Laura Zimmermann:
Meine Augen sind hier oben.
Aus. d. Engl. v. Barbara König.
Atrium 2020.
336 S., € 18,50.

Von der Realität einer Selbstfindung


Die Thematisierung des weiblichen Körpers und dessen Grenzen sollte spätestens seit der digitalen Bewegung #metoo kein Tabuthema mehr sein. Die Explizität, die die amerikanische Autorin Laura Zimmermann in ihrem Jugendromandebüt wählt, sucht im jugendliterarischen Bereich mitunter aber ihresgleichen. Auch wenn es allmählich zu einer gesellschaftlichen Sensibilisierung kommt, scheint die Ausdrücklichkeit (insbesondere weiblicher) Körperlichkeit immer noch ein Problem darzustellen. Fatal wird es, wenn man sich wie die 15-jährige Greer aufgrund der üppigen Oberweite in seinem eigenen Körper nicht wohlfühlt, sich in XXL-Pullovern verkriecht und das Selbstbewusstsein einen Tiefststand erreicht. Dass Greer ein Mathegenie ist, klug, schlagfertig und witzig, hat keine Bedeutung, wenn sie sich nur auf ihre Brüste reduziert fühlt.
Für die Protagonistin ist nicht nur Sport keine Option, sie fühlt sich in ihrem gesamten Tun eingeschränkt. Bereits alltägliche Dinge, wie der Kauf eines Kleides für den Schulball, bereiten ihr erhebliche Probleme. Zum Umdenken über sich selbst kommt es für Greer durch zweierlei: Zum einen ist da Jackson, der Neue, der mit Witz auf ihre Abwehrhaltung reagiert. Und von dem sich zeigt, dass auch er mit Selbst- und Fremdwahrnehmung kämpft. Zum anderen schafft Greer es, entgegen aller Widrigkeiten in die Volleyballmannschaft aufgenommen zu werden und findet über das konsequente Training zu einem neuen körperlichen Selbstverständnis.
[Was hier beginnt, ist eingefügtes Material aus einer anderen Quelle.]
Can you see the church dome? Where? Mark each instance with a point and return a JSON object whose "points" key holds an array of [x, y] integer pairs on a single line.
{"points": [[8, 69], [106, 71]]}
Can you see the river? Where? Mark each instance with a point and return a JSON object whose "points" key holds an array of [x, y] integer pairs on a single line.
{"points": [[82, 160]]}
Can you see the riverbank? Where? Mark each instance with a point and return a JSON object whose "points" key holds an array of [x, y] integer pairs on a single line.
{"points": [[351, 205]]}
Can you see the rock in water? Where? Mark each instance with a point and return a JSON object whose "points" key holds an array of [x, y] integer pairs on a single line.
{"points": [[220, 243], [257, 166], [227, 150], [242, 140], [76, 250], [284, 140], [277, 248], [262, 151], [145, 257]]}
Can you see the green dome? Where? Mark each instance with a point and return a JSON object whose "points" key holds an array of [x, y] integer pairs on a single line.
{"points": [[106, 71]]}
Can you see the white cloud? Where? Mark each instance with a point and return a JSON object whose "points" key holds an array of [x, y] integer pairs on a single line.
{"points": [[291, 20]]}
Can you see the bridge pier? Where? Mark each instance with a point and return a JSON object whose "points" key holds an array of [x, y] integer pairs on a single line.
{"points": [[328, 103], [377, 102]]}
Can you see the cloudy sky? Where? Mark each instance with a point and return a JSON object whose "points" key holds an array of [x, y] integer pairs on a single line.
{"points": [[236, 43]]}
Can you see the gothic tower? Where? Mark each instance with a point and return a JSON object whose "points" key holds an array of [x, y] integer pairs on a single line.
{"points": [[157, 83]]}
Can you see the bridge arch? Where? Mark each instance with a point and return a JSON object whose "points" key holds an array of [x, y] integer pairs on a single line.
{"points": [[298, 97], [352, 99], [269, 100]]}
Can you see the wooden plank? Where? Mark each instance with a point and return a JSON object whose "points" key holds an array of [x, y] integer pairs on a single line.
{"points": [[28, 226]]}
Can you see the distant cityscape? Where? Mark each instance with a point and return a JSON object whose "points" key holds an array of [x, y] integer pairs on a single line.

Aus konsequenter Ich-Perspektive mit einer Fülle an inneren Monologen erzählt, gewährt der Text nicht nur Greer Raum zur Entwicklung, sondern gibt Einblicke in Jacksons Leben: Er zieht häufig um, findet schnell Freund*innen, wird von diesen aber ebenso schnell wieder vergessen. Er selbst möchte sich in die Biographie anderer einschreiben und hadert zunehmend mit Greers Verschlossenheit, die ihm dieses Bedürfnis verwehren.
Geschliffene Dialoge, sarkastisch-(selbst)ironischer Ton, ohne ins Zynische zu verfallen, prägen den Plot, der einen ehrlichen Umgang mit dieser Thematik wählt. Dabei dominieren nicht Bodyshaming, Mobbing oder gar die Liebesgeschichte, sondern der Umgang mit Selbstzweifel, Body-Positivity und der eigenen Körperlichkeit. Dadurch finden sich am Ende zwei Figuren, bei denen sich die eine selbst sieht, während der andere gesehen wird, ohne dabei die Realität einer Selbstfindung aus dem Blick zu verlieren.